Fue en ese momento, cuando Don Pedro sin su ayuda de cámara, apareció ante sus súbditos, con una calza subida y otra bajada dando mandobles al viento con su espada. Pero los nuestros eran muchos y muy arrojados; mientras esto sucedía yo permanecía donde se me había dejado; mi mano derecha abrazando a mi mano izquierda, encomendándome a nuestro señor para que Rodrigo no fuese herido y nada malo le pasara. De improviso el ruido cesó y el grito que anunciaba la victoria, fue ensordecedor. Me asomé a la arcada ojival y contemplé algo que no se podrá borrar de mi memoria: a mi buen Rodrigo, empapado en sudor y barro su traje nupcial y a la mayoría de los nuestros danzando abrazados alrededor de la bandera déspota, y al feudal malherido en cuerpo y espíritu, arrodillado junto a su tropa a la sombra de su pendón noble.

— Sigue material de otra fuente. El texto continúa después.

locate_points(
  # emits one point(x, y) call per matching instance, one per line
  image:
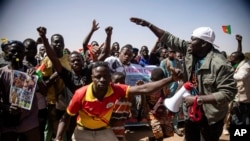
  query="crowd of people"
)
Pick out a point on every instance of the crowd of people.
point(83, 95)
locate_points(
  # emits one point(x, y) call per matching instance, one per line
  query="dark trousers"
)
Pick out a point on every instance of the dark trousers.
point(202, 131)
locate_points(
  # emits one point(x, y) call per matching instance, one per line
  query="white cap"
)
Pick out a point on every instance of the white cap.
point(204, 33)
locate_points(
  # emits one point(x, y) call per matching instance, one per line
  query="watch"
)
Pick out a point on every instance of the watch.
point(199, 100)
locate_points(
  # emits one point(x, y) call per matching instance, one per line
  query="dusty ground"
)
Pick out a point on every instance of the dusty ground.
point(141, 132)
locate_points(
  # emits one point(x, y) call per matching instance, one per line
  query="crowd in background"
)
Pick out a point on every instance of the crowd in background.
point(65, 71)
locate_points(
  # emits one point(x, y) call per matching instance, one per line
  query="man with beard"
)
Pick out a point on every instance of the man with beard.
point(211, 75)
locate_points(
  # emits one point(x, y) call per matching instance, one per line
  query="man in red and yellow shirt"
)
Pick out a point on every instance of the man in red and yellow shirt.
point(94, 104)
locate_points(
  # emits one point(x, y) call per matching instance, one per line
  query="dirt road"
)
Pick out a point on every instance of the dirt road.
point(140, 133)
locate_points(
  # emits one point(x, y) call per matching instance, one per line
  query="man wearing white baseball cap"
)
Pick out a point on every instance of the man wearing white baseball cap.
point(211, 75)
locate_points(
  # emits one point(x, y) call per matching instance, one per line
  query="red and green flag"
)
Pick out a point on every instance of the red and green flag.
point(39, 70)
point(226, 29)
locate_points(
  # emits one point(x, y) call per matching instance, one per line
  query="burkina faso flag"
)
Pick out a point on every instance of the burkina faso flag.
point(226, 29)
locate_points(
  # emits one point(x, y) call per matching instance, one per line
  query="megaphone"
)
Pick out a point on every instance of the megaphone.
point(174, 102)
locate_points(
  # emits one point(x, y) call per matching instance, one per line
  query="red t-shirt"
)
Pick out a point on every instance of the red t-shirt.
point(93, 113)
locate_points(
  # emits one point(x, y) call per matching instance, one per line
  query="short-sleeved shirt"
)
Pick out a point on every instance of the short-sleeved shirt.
point(48, 71)
point(93, 113)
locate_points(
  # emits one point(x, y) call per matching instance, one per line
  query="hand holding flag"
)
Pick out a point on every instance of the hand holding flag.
point(226, 29)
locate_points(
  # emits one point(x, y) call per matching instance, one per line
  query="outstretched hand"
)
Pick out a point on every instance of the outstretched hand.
point(95, 26)
point(177, 74)
point(139, 21)
point(108, 30)
point(42, 31)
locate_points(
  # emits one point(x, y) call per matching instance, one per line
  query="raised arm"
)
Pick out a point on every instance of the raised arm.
point(106, 49)
point(151, 87)
point(156, 30)
point(95, 27)
point(51, 54)
point(239, 39)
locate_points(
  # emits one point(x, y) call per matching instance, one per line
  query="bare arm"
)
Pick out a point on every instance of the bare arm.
point(106, 50)
point(95, 27)
point(62, 126)
point(156, 30)
point(51, 54)
point(155, 47)
point(151, 87)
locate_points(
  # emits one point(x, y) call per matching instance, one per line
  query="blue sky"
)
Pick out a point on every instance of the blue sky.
point(73, 19)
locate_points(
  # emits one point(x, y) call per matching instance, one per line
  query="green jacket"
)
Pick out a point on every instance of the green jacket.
point(215, 77)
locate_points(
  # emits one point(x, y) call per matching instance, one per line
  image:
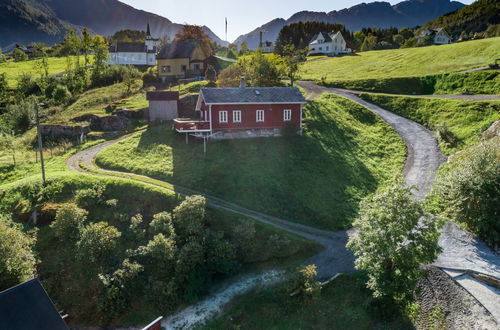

A partir de ese momento, hasta hoy, es habitual en las fiestas de San Juan que él ejecute el baile de la bandera en nuestra emita como remedo, a nuestro Don Pedro - que según algunos, se exilió voluntariamente a Tierra Santa - y a nuestro pueblo en horda triunfante.

Hoy han pasado de esto diez años de casados y pensando que nuestro destino era para nosotros y nuestros hijos, vuesa merced me anuncia la prisión que sufre mi esposo advirtiéndome los cargos que pesan sobre él: hereje cátaro, blasfemo y brujo. Yo le digo a usted, que nacimos para abrazarnos primero y más tarde para hacer lo mismo con el campo, que con su fruto nos alimenta y a nuestros hijos a quienes alimentamos en la fe de nuestra Santa Madre Iglesia.. Y que se sirva tener piedad de esta humilde familia..... Rodrigo utiliza sus dotes de sanador con métodos naturales sin invocación ninguna al maligno; que han sido muchas las generaciones en su familia, que le transmitieron su saber, su hermana aún vive y es técnica muy apreciada porqué cura los dolores del cuerpo, que no del espíritu.... emplastos de arcilla y ámbar, manzanilla y miel para el resfriado. No se que más pueda contarle, una pobre e ignorante aldeana, que no sabe hacer otra cosa más que querer; pero le juro por nuestra fe y la de nuestros hijos que nunca osamos hacer ni decir nada fuera del amparo de Nuestra Santa y Madre Iglesia.

Sin más se despide atentamente, esperando vuestra piedad y protección la abajo firmante: María de Rodrigo.